Roger Brown (Aksel Hennie) would appear to have all the trappings of success: an expensive post-modern house straight from an episode of Grand Designs; a beautiful (and taller) wife (Synnøve Macody Lund); but most importantly, an impeccable reputation as a corporate headhunter. When not spending time with his mistress, Brown funds his profligate lifestyle and his wife’s newly opened art gallery by dabbling in a little art dealing of his own, stealing rare paintings from his corporate clients with the aid of his friend Ove (Eivind Sander). When Brown meets a mysterious new client, Clas Greve (Nikolaj Coster-Waldau) owner of a rare Rubens painting, the proverbial ‘one last job’ presents itself. Despite initial reservations, Brown decides to steal the painting, only to find his seemingly ordered existence begin to unravel as he has to survive and outwit his own deadly headhunter.
The sadistic life or death ordeals he endures resemble an earth-bound purgatory …
Avoiding the grand conspiracy narrative of THE GIRL WITH A DRAGON TATTOO series, HEADHUNTERS does share with those novels an interest in the murky realms and extremes of human behaviour, but without a sympathetic central protagonist. Roger Brown is nonetheless an interesting anti-hero, one who shares in voiceover his nagging self-doubts (centred on his 1.68 metres height) but masks them from others behind the veneer of confidence and social status.
When Brown unwittingly engineers his fall from grace, the film comes into its own with a gleeful air of schadenfreude pervading proceedings. The sadistic life or death ordeals he endures resemble an earth-bound purgatory that at times strays into blackly comic territory. Thanks in large part to a physically and emotionally committed performance from Aksel Hennie, one does begin to feel a smidgen of sympathy towards Brown’s emasculation at the hands of Greve (a suitably menacing turn from Nikolaj Coster-Waldau).

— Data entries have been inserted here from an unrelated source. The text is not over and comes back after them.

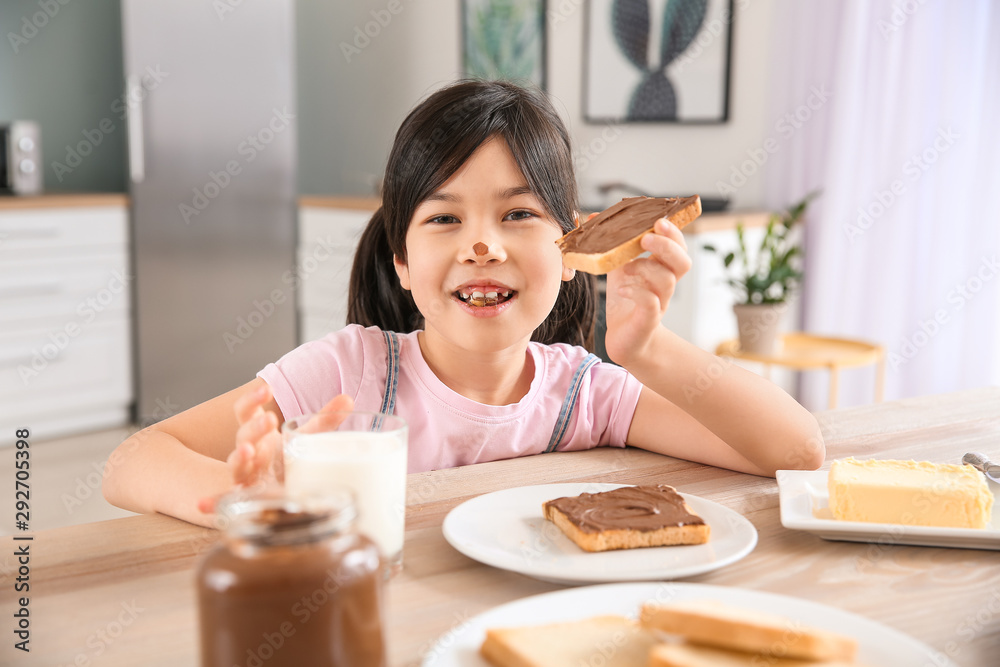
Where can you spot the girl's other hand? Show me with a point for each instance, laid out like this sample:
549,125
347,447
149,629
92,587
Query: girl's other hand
258,441
639,292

Despite some plot contrivances feeling a tad convenient the film is carried off with much gusto by Morten Tyldum’s slick and pacy direction, allowing little time to ponder some of the sillier aspects of the story. Unsurprisingly, the American rights to shoot the novel have recently been acquired though it remains to be seen whether some of the more unpalatable elements and black humour will remain intact. In these austere times, HEADHUNTERS offers a deliriously entertaining, albeit cautionary tale of the value of living within one’s means.